1998年に日本長期信用銀行が経営破綻した際、杉浦敏介元頭取が受け取った9億7000万円の高額退職金が大きな社会問題になった。
杉浦元頭取はいくらの所得税を払ったのだろうか。
勤続20年と仮定して計算してみると、彼が納めた所得税は2億4050万円だったということになる。
しかし、退職所得控除だけを残して、分離課税をやめ、所得の「2分の1軽課」をなくしたらどうなるだろうか。
彼が納めるべき所得税は4億8100万円と、じつに2倍になるのだ。
なぜ「富裕層優遇」の税制が生き残っているのか
退職金税制のなかでも「2分の1軽課」の部分に関しては、年収が億を超す外資系のインベストメント・バンカーなどの間でいまでも広く活用されている。
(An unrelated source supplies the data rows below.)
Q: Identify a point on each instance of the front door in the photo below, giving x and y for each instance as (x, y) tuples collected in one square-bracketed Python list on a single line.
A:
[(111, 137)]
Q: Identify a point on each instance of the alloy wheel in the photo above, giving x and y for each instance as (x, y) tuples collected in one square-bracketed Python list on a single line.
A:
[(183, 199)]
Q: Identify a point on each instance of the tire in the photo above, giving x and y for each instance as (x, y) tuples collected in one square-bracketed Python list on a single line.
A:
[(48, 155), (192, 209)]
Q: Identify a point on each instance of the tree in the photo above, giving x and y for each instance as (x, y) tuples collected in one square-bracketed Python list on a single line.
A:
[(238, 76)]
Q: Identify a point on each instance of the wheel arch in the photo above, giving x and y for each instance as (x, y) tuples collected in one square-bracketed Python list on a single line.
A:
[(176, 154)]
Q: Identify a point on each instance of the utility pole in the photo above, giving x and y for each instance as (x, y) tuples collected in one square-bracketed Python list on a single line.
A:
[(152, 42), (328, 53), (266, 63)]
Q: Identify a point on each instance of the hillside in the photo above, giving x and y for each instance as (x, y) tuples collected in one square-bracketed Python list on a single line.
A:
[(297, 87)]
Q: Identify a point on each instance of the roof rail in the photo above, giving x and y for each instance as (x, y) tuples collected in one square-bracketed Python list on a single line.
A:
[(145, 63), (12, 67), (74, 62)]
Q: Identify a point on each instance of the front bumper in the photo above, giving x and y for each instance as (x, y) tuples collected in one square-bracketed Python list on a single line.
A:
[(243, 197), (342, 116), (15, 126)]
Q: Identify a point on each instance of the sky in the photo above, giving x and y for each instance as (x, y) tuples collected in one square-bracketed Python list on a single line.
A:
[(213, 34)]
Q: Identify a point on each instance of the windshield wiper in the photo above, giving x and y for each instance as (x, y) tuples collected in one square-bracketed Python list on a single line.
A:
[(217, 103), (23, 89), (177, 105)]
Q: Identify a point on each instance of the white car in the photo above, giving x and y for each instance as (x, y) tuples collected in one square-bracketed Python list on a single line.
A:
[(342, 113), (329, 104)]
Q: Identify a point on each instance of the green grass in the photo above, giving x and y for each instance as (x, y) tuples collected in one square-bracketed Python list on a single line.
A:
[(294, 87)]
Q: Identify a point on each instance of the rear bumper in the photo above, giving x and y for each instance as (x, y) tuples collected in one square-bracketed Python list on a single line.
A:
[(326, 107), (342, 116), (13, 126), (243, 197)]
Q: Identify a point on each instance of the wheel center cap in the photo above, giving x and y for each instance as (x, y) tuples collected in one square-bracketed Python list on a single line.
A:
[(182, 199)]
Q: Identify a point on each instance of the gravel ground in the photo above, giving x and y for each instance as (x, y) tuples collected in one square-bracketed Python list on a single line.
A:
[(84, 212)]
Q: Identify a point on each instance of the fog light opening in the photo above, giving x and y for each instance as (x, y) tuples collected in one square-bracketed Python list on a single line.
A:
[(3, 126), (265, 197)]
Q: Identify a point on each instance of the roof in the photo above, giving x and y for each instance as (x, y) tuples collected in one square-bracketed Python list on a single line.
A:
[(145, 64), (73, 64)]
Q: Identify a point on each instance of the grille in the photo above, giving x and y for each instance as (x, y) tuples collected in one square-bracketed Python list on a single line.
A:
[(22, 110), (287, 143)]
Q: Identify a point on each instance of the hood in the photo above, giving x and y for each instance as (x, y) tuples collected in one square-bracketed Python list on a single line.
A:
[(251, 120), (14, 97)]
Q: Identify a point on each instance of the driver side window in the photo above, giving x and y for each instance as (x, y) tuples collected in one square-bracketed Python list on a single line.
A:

彼らは、入社のときに年俸1億円+退職金1億円といった契約を結ぶ。そして、10年後に退職するときに、まとめて10億円の退職金を受け取るのだ。
「2分の1軽課」制度によって、そもそも退職金の半分の5億円にしか税金はかからない。しかも分離課税なので税率も低く抑えられる。
なぜ、こんな「富裕層優遇」の税制が生き残っているのか。先に述べたように、高級官僚の場合は、「わたり」で退官後に民間企業の役員をいくつか経験し、そのたびに巨額の退職金を得ていく。その税率を低く抑えたいのだろう。
一刻も早く退職金の分離課税と所得の2分の1控除はやめるべきだ。
それで庶民は何も損をしないのだ。